Towards Hierarchical Affiliation Resolution

Framework, Baselines, Dataset

Alternative Visualizations / JSON

Within the framework, our general approach is quite versatile.

In the paper, we have presented a conservative baseline for conflation that has the convenient properties of being order-invariant, not requiring observation counts and practically never merging too much. However it was noted that in its conservatism, it does not merge many nodes that actually belong to the same organizational branch.

Below we visualize an alternative conflation process that uses edge weights computed dynamically from observation counts (including discounting observation mass to lower branches).
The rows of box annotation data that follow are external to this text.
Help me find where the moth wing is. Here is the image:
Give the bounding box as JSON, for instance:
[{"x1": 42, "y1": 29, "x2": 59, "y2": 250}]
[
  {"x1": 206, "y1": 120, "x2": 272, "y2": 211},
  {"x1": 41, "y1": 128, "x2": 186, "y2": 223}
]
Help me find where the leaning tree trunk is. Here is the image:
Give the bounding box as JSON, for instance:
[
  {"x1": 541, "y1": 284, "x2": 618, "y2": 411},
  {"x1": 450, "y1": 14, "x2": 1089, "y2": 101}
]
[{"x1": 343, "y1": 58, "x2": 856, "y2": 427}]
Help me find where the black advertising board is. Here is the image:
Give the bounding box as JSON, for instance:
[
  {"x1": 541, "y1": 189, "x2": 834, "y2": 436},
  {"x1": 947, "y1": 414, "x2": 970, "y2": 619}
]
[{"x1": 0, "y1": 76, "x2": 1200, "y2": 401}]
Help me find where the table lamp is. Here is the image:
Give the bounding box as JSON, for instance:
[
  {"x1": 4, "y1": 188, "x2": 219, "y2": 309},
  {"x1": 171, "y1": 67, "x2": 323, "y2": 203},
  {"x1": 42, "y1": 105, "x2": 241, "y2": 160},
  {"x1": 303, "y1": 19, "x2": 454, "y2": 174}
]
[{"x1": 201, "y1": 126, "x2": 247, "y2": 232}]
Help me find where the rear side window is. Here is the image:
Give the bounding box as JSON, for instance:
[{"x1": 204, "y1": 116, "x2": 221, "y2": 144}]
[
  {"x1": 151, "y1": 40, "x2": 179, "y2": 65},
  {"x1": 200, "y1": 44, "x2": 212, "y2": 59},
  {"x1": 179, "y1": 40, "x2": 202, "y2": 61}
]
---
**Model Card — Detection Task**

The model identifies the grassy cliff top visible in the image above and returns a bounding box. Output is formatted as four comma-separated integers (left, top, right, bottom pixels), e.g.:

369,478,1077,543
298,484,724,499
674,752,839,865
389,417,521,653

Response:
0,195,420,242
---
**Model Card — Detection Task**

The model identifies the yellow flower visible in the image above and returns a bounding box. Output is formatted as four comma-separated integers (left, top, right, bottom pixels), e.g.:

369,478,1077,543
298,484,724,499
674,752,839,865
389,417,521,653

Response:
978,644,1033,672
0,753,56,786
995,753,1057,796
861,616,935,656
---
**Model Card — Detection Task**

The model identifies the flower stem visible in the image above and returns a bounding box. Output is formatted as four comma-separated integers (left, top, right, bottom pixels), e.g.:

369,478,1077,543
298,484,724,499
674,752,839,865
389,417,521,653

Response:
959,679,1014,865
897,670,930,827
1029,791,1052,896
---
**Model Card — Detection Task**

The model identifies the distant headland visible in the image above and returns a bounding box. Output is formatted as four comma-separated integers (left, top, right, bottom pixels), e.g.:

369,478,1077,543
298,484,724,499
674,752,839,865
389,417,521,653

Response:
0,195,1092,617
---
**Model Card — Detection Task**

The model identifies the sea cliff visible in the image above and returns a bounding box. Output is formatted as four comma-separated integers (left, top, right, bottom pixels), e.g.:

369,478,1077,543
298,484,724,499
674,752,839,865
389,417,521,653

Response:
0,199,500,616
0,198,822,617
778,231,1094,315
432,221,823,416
In the header of each node are given numbers: obs (obs') | car (car')

obs: original observation count (number of mentions represented by this node)

car: original carry count (number of mentions represented by this node or by a specification)

obs': observation count at current state of discounting

car' carry count at current state of discounting

The visualizations are not shown to introduce and explain the above mentioned conflation method but simply to underline the versatility and potential of our framework.

Correspondingly, we also present a number of JSON output files including the original affiliation strings and their frequency for each representation.

As JSON is a tree structure, we create a redundant tree from each graph that duplicates nodes for each incoming edge in the DAG.

Please contact the authors if you are interested in more details or want to use the complete output.

German Institutions

International Institutions

Dataset

We have created a small hierarchical evaluation dataset that links the top-level annotation from "the KB disambiguation system" with the GERiT hierarchies. We have also implemented the means for easily extending this dataset by verifying or falsifying automatically suggested links.

The evaluation dataset has the following structure, where each row corresponds to one WoS mention linked to a GERiT node.

  • dfgid: the node identifier in GERiT

  • dfg_de: the German name of the node

  • dfg_en: the English name of the node

  • mentionID: the internal identifier of the WoS affiliation automatically linked to that node

  • PK_KB_INST: the top-level identifier from "the KB disambiguation system"

  • score: a certainty score from the automatic linking process

  • ADDRESS_FULL: the full WoS affiliation string linked to the node

  • ref_string: the above string with the street address removed where possible

  • verified1: Boolean value whether the automatic link was manually verified by a first annotator

  • verified2: Boolean value whether the automatic link was manually verified by a second annotator

Raw Code

At this repository, you can find the current version of our code for the presented framework and methods. It has not yet been cleaned and commented for third party use. Please contact the authors if you are interested in using the code.

Note: The code used for finding minimal elements and connected components during the separation step is currently not included.